Halaman

Wednesday, January 19, 2005

Biarkan, Bila Jatuh ke Jurang

Seringkali, keraguan yang menggelayuti hati menyebabkan seseorang tak berani bertindak atau mengambil keputusan untuk melakukan sesuatu. Dan hal itu pula yang menyebabkannya terhambat, dan mungkin pula terlambat dalam mendapatkan hal yang dituju. Ini bukan hanya masalah ketakutan dan keraguan untuk memilih atau menentukan sikap. Ini juga mengenai ketidaksiapan mengalami kekalahan atau kegagalan.

Saya pernah kenal dengan seseorang, ia menceritakan kepada saya mengenai hal-hal yang ia inginkan. Pada sebuah hal yang menjadi keinginannya, ia memiliki sejumlah kriteria yang menurutnya harus dipenuhi. Bila ada satu atau dua hal saja yang tidak terpenuhi, ia tidak akan mau menerima hal tersebut. Mengenai kriteria, tak asing lagi bahwa setiap diri kita pasti menginginkan hal yang terbaik yang akan diperoleh. Oleh sebab itu, memiliki segala macam kriteria dalam meraih sesuatu, menjadi suatu kewajaran. Kalaupun tidak akan sempurna, setidaknya kriteria-kriteria tersebut mewakili upaya untuk mencapai kesempurnaan. Maka, setiap ketidaksempurnaan yang ditemui, seharusnya pun diterima dengan wajar.

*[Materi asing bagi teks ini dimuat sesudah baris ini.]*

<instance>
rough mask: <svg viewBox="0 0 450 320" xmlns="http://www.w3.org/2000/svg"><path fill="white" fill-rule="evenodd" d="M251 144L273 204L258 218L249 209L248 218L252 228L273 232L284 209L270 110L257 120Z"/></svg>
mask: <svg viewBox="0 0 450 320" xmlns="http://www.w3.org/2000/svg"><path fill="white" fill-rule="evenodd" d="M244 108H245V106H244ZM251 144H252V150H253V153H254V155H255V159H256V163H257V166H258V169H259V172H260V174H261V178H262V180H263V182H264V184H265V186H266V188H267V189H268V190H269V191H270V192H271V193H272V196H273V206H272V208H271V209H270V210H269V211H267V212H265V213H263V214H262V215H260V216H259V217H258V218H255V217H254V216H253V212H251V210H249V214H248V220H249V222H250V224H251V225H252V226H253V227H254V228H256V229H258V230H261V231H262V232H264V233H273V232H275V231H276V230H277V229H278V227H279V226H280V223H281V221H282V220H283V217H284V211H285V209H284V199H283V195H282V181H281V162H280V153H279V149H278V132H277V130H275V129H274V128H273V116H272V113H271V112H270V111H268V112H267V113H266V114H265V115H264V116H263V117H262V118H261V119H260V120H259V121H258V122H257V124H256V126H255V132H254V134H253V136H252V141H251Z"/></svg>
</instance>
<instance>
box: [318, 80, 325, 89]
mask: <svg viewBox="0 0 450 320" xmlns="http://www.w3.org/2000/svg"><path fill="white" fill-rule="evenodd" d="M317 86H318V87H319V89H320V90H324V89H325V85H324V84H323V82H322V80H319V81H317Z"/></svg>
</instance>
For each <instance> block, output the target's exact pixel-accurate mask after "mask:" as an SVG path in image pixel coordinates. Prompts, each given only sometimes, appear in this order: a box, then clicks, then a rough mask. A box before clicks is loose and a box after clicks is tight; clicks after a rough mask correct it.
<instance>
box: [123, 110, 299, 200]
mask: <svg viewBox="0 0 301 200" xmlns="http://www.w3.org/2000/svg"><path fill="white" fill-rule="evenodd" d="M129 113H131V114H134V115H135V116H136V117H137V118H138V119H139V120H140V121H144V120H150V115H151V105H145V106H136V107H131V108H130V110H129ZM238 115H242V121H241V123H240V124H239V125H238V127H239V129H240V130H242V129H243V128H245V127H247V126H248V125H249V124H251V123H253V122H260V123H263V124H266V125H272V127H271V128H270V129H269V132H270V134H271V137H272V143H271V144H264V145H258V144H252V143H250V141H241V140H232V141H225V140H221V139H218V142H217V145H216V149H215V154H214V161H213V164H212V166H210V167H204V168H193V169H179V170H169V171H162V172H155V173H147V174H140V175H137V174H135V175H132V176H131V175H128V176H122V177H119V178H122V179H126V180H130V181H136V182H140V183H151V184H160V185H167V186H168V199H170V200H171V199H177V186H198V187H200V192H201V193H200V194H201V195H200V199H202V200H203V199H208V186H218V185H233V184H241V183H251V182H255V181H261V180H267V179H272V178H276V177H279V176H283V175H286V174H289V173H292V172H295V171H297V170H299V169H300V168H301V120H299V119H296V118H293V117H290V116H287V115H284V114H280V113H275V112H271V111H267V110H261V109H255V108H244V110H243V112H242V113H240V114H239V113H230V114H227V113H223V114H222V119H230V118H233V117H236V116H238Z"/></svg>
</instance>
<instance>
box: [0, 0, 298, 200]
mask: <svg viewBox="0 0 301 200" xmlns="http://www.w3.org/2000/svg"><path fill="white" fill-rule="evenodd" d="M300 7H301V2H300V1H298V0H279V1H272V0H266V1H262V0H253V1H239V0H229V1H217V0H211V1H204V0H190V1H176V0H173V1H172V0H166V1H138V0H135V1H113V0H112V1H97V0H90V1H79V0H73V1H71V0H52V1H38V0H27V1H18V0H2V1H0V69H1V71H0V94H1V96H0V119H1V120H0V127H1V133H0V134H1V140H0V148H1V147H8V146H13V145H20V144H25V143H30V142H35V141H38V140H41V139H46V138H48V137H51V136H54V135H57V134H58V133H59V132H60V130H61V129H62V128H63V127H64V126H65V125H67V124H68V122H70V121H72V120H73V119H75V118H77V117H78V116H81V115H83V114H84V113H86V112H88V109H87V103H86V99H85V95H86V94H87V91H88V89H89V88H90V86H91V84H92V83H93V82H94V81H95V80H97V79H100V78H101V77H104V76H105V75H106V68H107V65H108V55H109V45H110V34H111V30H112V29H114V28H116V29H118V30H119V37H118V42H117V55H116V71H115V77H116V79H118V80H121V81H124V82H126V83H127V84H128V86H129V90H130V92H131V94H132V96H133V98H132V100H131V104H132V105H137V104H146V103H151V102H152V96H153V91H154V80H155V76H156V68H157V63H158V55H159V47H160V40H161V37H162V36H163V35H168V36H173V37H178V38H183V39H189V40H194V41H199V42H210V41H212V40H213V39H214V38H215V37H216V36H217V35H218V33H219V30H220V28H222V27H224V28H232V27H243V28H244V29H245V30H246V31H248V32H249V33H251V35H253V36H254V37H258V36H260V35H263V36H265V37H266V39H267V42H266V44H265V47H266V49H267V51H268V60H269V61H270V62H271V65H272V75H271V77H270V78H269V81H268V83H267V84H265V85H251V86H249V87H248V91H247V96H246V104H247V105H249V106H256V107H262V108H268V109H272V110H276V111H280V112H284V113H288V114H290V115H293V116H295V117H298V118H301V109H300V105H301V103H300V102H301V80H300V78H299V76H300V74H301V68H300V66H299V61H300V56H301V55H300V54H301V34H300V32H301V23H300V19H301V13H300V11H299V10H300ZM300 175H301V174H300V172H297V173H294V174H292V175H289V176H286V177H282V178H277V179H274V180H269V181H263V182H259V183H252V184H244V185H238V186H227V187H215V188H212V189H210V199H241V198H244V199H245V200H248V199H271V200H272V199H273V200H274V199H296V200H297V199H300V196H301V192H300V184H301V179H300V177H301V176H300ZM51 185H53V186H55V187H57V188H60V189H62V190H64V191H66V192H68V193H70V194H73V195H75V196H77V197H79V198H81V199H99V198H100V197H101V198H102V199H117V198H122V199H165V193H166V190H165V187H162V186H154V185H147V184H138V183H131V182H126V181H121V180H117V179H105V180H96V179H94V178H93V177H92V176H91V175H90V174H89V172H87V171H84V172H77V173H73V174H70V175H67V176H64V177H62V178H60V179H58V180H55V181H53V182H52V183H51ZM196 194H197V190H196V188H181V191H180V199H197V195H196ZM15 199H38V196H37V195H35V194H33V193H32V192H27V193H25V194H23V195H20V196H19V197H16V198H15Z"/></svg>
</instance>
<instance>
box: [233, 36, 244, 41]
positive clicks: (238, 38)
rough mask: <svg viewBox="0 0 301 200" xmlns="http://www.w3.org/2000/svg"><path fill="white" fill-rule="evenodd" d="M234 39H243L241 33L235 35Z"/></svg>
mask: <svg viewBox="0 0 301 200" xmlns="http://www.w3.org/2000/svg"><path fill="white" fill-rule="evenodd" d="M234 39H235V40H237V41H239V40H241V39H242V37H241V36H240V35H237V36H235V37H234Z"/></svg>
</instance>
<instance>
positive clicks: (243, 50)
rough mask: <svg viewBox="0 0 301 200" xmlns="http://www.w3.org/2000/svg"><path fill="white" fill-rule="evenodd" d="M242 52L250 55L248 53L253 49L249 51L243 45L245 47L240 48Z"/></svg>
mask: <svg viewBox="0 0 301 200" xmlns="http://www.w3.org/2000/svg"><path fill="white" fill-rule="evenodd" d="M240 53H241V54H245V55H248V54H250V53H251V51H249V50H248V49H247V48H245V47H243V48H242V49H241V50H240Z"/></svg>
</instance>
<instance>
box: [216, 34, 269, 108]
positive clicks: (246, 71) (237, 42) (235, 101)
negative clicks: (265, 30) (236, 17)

Pernahkah kita menjadi seorang yang begitu perfeksionis? Merencanakan segala sesuatu dengan rapi, teliti, penuh aturan, seakan takut sesuatu yang akan dilakukan tersebut tidak berhasil atau memperoleh hasil yang jelek. Perencanaan adalah sebenarnya sebuah upaya untuk membantu hal-hal yang akan dilakukan supaya mencapai hasil yang baik, sesuai dengan tujuan semula, sesuai dengan waktu yang telah disepakati. Perencanaan adalah sebenarnya salah satu alat ukur terhadap sebuah aktivitas. Keberhasilan maupun kegagalan adalah sebuah hasil yang penting untuk diketahui, namun yang lebih penting lagi adalah bagaimana proses aktivitas tersebut dilalui. Bagaimanakah niat yang ada di hati ketika aktivitas tersebut dijalankan? Hikmah apa yang telah didapat dalam menjalankan aktivitas tersebut? Seringkali, keberhasilan yang diperoleh meninggalkan bekas yang membahagiakan. Disebut-sebut, dibangga-banggakan, dan lama sekali baru terlupakan. Namun bila yang ditemui adalah sebuah kegagalan…entah apa reaksi yang terjadi. Dan bekasnya? Bisa jadi ingin dihapus dari ingatan segera. Padahal di baliknya, terdapat suatu hal yang demikian berharga. Kadang kita lupa, betapa kegagalan dapat menjadi sebuah pelajaran yang tak ternilai.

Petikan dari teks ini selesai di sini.